More than 5,000 lives could be saved each year with NHS ‘new blood clotting contract

The NHS has contracted a life-saving drug treatment that could prevent more than 5,000 deaths a year.

An agreement to expand the use of drugs to prevent blood clots in healthcare will also prevent more than 20,000 strokes, its director said.

Medicines called anticoagulants will be given to 610,000 patients over the next three years, starting in January 2022.

Conventional treatment to prevent blood clots requires patients to see a GP or hospital regularly, but with new drugs, patients only need to go to the hospital once a year.

In April this year, the drug regulator, the National Institute of Clinical Excellence, recommended offering anticoagulants to those at high risk of stroke, such as those with atrial fibrillation that has an irregular or abnormally high heart rate.

NHS chief Amanda Pritchard also said more than 5,000 patients have been given wearable devices that can diagnose potentially fatal heart disease by monitoring a patient’s heart rate using artificial intelligence.

Helen Williams, NHS’s National Specialist for the Prevention of Cardiovascular Disease in the UK, said: “Stroke is not only one of the biggest killers in our country, There is a risk of stroke.
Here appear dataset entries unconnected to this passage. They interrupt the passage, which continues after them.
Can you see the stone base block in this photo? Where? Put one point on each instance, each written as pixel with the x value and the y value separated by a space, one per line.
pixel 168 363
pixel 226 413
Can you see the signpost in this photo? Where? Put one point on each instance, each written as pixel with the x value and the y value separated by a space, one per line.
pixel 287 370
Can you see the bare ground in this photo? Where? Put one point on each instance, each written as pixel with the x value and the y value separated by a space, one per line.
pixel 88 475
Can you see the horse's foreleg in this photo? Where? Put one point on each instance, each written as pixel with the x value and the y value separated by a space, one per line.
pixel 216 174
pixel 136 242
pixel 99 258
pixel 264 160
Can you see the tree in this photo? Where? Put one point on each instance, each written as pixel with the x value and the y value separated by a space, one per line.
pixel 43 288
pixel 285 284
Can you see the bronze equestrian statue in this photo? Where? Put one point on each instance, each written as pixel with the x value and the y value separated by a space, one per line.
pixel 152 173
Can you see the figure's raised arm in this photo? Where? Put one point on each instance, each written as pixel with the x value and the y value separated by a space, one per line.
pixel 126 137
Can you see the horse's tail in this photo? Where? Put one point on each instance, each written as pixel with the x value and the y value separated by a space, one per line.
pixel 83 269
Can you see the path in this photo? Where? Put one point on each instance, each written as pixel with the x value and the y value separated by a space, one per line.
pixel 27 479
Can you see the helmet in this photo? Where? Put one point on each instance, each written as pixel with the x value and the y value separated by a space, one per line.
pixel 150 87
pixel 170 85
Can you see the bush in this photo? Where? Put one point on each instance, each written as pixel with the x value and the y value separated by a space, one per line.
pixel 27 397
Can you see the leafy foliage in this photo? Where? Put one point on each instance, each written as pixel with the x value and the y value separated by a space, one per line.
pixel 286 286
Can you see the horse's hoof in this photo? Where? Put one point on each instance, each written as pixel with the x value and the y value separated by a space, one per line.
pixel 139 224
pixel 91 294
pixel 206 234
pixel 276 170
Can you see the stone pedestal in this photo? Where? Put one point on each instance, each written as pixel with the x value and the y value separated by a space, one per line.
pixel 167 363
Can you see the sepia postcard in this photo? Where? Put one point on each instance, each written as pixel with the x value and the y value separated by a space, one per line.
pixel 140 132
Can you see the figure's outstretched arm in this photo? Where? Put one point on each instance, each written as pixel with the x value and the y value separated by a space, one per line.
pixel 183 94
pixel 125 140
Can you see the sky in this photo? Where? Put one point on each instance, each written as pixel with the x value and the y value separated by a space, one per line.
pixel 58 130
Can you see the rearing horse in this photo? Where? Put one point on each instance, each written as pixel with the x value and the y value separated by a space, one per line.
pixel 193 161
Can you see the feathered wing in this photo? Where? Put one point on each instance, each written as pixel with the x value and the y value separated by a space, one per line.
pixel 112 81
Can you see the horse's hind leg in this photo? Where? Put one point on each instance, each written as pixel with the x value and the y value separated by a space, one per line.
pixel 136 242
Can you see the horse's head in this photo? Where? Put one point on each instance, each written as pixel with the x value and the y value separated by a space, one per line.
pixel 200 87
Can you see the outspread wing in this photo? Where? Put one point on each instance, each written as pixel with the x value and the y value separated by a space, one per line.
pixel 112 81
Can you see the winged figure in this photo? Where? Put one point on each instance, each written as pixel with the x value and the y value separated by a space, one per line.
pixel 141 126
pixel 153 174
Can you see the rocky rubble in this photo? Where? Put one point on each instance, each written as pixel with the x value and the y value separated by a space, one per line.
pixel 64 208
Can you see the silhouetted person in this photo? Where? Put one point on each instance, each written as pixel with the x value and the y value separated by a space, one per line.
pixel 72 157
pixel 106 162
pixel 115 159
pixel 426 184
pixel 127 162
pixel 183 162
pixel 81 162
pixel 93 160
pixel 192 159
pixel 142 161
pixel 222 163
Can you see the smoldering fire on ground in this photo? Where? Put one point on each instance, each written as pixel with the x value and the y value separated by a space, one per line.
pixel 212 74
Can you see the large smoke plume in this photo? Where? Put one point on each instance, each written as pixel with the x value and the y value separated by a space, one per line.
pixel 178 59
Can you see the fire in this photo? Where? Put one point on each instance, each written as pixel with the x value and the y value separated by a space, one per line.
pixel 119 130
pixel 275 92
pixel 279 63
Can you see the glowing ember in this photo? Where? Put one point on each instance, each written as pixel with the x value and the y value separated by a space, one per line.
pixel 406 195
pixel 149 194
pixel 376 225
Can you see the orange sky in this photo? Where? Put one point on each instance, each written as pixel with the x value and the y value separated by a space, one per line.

Speaking at a conference organized by NHS Providers representing NHS funds, Pritchard said: “NHS contracts in England will save thousands of lives and prevent many others from suffering the debilitating effects of stroke by making this treatment available to hundreds of thousands more patients.

“Health services now have proven significant contracts with manufacturers to ensure that patients in the UK receive top-notch care at the price that offers the best value for taxpayers.

“As we rise from the pandemic, address emerging treatment bottlenecks and continue the momentum of the NHS’s Covid vaccination program, we are also determined to deliver more innovation and improve patient care.”

Addressing the pressures facing the NHS this winter, Pritchard said units faced an “unparalleled winter” and thanked staff for their hard work during the pandemic.

However, he said it was “unfair” to ask his staff to continue working so hard and that the NHS needed a workforce plan to get the right level of staff to provide quality care.

When asked what else the government could do to support the NHS through the winter, he said the success of the NHS is “inextricably linked” to social care.

“Right now, we have thousands of patients in the hospital that we know can go home, but they need social care support to do so, any support going to social care is support for the NHS.”

His remarks on social welfare came after NHS Providers called on the government to take “emergency action” and provide cash bonuses to social welfare staff.

Last week Independent The reported nursing homes had to refuse NHS repatriation requests because staff shortages were due to the fact that their staff had to be fully vaccinated against the Covid-19 virus.